Biodiversity offsetting in Victoria, Australia
The Australian state of Victoria uses the ‘habitat hectare’ as the unit in its BushBroker biodiversity offsetting scheme. The value of a particular site in habitat hectares is calculated with a standard methodology taking account of:
- The area of the habitat
- The quality of the habitat as assessed in an easy-to-use framework (e.g. woodland quality is based on a number of factors such as canopy cover)
- The context of the habitat based on underlying public data which looks at the scarcity of the habitat, its fit within the wider ecosystem and its importance for wildlife
Before planning permission is enacted a developer must secure an offset which provides an environmental gain worth the same number of habitat hectares. A thriving market for habitat hectares has now emerged to meet the state’s offset requirements.
UK example: Thameslink
Network Rail’s £4.6bn Thameslink Programme represents a major upgrade of existing rail infrastructure along one of Europe’s busiest stretches of railway. Sites include urban depots with little surrounding vegetation cover, scrub-covered railway embankments in Greater London and woodland areas in the surrounding countryside.
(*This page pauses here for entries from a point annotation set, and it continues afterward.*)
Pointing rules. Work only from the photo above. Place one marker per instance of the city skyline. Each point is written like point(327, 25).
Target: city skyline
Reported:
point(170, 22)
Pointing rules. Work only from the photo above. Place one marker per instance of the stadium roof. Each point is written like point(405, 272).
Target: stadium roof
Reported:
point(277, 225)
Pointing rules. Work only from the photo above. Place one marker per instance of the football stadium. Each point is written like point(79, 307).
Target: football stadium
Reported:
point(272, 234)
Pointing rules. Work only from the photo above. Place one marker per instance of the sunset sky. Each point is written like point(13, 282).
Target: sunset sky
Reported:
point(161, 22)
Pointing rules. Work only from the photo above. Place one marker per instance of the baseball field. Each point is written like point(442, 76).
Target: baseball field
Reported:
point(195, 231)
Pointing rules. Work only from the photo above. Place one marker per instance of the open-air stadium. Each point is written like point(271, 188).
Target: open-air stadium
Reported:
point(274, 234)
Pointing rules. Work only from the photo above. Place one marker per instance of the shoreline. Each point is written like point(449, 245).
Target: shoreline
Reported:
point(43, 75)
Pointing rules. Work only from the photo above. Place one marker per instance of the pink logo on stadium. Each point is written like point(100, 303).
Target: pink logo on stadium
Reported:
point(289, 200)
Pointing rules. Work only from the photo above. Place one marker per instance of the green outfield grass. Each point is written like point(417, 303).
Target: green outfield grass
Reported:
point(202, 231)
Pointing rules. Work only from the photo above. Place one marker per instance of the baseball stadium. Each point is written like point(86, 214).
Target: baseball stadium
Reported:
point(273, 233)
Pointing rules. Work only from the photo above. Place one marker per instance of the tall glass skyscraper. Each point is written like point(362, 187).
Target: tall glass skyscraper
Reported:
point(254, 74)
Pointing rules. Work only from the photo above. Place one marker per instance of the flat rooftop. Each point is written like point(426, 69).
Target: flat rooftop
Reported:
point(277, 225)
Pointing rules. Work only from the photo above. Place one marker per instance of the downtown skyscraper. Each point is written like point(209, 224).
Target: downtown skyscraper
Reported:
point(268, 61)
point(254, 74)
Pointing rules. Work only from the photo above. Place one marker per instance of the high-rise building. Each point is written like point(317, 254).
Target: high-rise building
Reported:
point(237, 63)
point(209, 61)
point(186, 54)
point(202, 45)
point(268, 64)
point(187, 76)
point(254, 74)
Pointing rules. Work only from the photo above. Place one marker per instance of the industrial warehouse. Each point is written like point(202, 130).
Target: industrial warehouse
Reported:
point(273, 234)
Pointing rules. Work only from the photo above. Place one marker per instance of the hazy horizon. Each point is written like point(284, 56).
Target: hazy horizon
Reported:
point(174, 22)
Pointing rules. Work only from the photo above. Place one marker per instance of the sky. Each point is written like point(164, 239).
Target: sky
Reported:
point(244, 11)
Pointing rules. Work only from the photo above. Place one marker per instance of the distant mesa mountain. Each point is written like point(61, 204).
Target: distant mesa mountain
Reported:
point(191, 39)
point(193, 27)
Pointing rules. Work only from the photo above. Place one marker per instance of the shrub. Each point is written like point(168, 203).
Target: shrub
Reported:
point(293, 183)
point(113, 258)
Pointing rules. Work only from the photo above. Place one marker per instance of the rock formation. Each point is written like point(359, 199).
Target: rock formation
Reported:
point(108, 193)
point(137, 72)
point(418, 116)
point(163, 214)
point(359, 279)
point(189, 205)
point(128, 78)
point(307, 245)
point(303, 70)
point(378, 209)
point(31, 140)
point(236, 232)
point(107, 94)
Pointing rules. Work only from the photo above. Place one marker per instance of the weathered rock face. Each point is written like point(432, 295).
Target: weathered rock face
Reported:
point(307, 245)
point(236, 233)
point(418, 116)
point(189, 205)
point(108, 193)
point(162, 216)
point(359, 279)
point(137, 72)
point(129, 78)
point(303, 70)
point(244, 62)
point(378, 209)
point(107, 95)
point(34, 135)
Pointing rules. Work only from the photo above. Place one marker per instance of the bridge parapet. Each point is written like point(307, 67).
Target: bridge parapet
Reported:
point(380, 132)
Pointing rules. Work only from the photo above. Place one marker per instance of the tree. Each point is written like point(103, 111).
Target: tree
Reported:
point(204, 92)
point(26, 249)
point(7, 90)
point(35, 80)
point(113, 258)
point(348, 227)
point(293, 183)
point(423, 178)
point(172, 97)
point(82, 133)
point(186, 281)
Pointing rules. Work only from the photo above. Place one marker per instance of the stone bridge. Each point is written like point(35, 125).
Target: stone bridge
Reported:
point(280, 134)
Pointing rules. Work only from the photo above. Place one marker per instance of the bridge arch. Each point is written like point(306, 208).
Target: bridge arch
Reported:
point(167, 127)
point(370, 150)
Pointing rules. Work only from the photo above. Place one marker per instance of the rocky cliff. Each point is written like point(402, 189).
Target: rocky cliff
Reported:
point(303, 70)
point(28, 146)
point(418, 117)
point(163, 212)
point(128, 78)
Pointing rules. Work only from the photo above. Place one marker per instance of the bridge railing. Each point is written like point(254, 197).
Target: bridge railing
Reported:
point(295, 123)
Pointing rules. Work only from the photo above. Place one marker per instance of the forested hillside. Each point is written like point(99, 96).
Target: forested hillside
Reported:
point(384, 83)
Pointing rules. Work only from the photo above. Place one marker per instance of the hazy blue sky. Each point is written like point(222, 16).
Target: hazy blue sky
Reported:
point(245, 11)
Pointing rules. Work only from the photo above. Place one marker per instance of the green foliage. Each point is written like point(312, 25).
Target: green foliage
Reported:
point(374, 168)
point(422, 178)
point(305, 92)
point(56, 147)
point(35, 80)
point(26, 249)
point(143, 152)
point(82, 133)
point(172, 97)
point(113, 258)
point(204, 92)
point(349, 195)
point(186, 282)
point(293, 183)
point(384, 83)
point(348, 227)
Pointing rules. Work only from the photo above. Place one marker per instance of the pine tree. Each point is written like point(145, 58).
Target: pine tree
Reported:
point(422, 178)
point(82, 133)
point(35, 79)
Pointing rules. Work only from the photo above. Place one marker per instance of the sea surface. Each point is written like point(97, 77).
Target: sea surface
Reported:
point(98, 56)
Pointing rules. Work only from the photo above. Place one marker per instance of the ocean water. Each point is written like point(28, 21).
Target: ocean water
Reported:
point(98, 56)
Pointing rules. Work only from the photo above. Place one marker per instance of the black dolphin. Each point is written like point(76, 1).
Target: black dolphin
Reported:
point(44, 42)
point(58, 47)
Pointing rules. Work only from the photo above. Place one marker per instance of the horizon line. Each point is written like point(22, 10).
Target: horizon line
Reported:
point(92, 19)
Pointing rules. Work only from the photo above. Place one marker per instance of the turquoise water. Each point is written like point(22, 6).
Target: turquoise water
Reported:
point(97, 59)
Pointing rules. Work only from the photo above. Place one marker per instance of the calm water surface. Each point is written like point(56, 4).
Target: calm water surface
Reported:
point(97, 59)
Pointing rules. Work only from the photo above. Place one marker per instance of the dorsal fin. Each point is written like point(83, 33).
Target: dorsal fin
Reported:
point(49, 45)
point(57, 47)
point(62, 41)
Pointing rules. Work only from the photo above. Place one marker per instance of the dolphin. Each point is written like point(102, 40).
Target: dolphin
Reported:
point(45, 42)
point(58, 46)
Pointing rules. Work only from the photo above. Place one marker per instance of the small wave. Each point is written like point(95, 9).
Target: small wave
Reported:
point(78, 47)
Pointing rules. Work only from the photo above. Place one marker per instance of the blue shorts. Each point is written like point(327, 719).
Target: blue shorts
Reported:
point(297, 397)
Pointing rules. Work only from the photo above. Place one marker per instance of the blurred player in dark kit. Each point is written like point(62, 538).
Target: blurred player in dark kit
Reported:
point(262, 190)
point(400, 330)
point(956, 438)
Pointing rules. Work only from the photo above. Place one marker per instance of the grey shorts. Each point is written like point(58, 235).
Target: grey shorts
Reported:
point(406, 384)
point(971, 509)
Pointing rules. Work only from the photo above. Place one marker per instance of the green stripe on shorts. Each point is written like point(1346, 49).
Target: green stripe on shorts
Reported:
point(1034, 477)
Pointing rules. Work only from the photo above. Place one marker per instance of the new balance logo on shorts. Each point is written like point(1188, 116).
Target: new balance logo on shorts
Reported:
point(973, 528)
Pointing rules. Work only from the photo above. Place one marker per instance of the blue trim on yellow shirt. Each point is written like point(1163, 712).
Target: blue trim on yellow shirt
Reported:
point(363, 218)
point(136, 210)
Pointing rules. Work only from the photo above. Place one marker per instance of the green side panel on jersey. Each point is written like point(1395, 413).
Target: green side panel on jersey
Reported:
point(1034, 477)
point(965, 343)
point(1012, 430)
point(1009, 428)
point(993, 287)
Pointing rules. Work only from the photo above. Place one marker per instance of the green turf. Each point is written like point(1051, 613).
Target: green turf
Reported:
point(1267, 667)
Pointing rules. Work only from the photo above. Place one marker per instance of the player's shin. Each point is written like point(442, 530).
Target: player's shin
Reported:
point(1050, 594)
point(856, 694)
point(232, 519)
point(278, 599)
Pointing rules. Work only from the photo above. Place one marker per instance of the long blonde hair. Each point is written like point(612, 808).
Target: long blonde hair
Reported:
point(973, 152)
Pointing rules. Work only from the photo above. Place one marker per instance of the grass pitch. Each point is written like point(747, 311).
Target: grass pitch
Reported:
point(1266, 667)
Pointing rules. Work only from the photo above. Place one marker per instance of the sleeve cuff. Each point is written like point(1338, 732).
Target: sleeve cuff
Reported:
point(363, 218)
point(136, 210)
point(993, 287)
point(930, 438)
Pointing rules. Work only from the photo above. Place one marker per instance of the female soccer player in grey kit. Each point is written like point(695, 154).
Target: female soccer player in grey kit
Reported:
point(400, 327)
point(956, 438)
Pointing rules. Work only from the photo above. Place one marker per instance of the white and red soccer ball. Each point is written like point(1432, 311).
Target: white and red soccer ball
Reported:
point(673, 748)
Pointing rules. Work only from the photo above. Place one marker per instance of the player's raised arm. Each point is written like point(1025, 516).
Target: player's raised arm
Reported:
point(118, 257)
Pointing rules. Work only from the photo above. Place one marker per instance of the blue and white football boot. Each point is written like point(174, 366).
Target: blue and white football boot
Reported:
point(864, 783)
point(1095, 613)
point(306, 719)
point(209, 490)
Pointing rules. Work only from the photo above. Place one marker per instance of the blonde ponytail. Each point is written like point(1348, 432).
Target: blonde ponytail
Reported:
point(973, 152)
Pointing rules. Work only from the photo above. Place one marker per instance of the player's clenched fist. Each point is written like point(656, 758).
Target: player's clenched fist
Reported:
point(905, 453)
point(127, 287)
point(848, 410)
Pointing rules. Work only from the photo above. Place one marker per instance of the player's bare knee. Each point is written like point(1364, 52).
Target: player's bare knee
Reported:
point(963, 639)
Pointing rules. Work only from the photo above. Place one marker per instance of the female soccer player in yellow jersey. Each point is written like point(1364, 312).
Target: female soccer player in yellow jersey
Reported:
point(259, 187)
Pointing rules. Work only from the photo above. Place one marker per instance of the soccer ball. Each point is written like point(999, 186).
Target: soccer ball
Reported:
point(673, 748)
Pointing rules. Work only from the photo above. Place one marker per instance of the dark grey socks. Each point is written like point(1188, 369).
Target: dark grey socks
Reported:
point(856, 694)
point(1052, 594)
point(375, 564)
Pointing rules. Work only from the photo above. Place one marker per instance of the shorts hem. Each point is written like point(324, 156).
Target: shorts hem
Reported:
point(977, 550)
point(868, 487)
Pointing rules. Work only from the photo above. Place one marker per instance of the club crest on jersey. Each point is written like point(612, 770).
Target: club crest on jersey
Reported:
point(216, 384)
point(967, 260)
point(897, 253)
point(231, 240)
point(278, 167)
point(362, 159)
This meant the project looked at a number of biodiversity considerations including green corridors, linking habitats, and migration routes for protected species
In the first instance Thameslink looked to avoid and mitigate impacts by reducing the amount of vegetation that would be cleared, or relocating infrastructure installation. Where residual loss could not be avoided, Thameslink has undertaken on site enhancements along sections such as landscaping and planting schemes sympathetic to the biodiversity of the area. In addition more major projects have been put in place:
- Around 1500 trees were planted at Woodland Trusts’ Heartwood Forest to compensate biodiversity impact from all permanent vegetation clearance works along the route.
- A 700m2 brown roof has been constructed on the new ticket hall building at Farringdon Station. This has contributed 20% of the borough's annual Biodiversity Action Plan target for habitat creation, and was made a condition of the planning permission for the building. The main purpose of the roof is to provide habitat for invertebrates, which will in turn provide foraging opportunities for a number of birds including black redstarts.
In its second stage, Thameslink set a target to achieve a net gain in biodiversity. Thameslink, with support from Parsons Brinckerhoff, used Defra’s biodiversity offsetting metric to calculate the baseline number of biodiversity units, units lost from habitat clearance and units gained from onsite planting and offsite habitat creation. The metric provided a solution Thameslink could use to measure progress towards its target and information that fed into collaboration with a conservation partner on a biodiversity offset. Given restrictions on planting along the railway corridor, the offset is being designed for Thameslink to deliver long-lasting benefits for nature conservation.